Pemerintah akan meninjau aturan mengenai pertambangan di pulau-pulau kecil. Hal ini sebagai tindak lanjut berbagai kasus yang muncul akibat dampak buruk kegiatan tambang di sana.

Peninjauan ini akan berkoordinasi dengan Kementerian Agraria dan Tata Ruang (ATR), Kementerian Lingkungan Hidup dan Kehutanan (LHK), Kementerian Energi dan Sumber Daya Mineral (ESDM), Kementerian Kelautan dan Perikanan (KKP), dan Kementerian Dalam Negeri (Kemendagri).

Direktur Perencanaan Ruang KKP Suharyanto mengatakan, mereka akan menyasar ke peraturan daerah (perda). Dengan begitu, kegiatan penambangan di pulau kecil bisa tidak dihentikan.
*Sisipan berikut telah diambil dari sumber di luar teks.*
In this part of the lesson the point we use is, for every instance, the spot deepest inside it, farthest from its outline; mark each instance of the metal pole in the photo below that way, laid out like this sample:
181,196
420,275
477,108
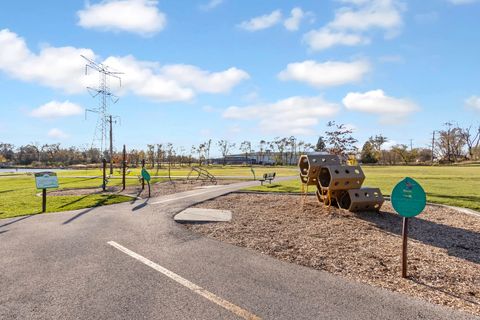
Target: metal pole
44,200
124,162
433,145
404,247
143,180
104,174
111,144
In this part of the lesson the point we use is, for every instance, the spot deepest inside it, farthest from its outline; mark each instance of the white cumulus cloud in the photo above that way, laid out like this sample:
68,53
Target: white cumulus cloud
473,102
59,68
262,22
382,14
330,73
58,134
293,22
325,38
295,115
56,109
390,109
353,22
137,16
63,68
212,4
460,2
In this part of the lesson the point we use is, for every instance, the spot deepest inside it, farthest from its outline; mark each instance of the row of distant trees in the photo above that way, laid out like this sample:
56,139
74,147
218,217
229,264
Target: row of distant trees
450,144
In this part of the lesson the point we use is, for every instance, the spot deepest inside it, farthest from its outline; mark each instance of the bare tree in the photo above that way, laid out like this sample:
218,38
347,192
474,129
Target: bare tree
450,143
225,146
261,150
340,139
246,148
472,139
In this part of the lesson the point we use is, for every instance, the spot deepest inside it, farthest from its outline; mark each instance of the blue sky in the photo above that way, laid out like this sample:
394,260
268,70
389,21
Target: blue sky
239,70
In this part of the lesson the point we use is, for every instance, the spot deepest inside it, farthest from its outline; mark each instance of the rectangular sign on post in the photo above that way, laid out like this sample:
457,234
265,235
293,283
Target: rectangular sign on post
46,180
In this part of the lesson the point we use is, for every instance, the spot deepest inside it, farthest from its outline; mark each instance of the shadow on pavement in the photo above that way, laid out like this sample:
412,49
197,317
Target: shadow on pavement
74,201
81,213
458,242
141,205
17,220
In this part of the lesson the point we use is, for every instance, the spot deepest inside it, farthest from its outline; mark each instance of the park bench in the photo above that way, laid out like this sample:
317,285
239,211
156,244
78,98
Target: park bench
267,177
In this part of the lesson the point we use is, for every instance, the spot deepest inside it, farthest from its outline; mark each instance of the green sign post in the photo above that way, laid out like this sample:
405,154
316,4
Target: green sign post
409,200
146,177
45,180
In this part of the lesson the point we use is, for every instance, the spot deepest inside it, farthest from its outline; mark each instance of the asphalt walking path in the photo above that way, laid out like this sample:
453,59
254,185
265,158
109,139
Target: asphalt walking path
132,261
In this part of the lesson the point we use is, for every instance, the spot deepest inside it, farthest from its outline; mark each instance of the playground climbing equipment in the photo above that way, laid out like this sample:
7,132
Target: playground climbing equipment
201,174
338,184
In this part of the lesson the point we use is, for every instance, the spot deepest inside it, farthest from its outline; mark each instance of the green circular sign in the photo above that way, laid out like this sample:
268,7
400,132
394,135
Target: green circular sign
408,198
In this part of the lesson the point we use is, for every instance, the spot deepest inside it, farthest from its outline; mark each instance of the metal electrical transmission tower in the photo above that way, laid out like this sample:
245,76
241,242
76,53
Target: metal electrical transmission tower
104,127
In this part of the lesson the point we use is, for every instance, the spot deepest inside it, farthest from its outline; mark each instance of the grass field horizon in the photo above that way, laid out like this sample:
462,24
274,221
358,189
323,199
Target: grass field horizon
451,185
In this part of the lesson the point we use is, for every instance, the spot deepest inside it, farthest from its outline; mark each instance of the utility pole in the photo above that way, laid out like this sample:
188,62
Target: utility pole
433,145
103,93
111,144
Izin tambang perusahaan pun tidak diperpanjang.

(Baca: Jokowi dan Prabowo Dinilai Belum Serius Atasi Persoalan Lingkungan)

Sebagai tahap awal, pemerintah akan membuat surat edaran kepada pemerintah daerah (pemda) mengenai pelarangan pertambangan di pulau kecil. "Misalnya, kalau di dalam perda ada peruntukan kawasan pertambangan maka aturan itu akan direvisi," kata dia, di Jakarta, Senin (25/3).

Menurut dia, proses revisi aturan tersebut membutuhkan waktu dua tahun. "Tahun ini kami selesaikan dulu masalahnya," kata Suharyanto.

Berdasarkan laporan yang dirilis oleh Jaringan Advokasi Tambang (Jatam) ada beberapa dampak negatif dari pertambangan di pulau kecil, seperti yang terjadi Pulau Bunyu, Kalimantan Utara. Pertama, sumber air di sana sudah bercampur dengan lumpur bekas tambang. Masyakarat tidak bisa lagi menggunakan sumber itu.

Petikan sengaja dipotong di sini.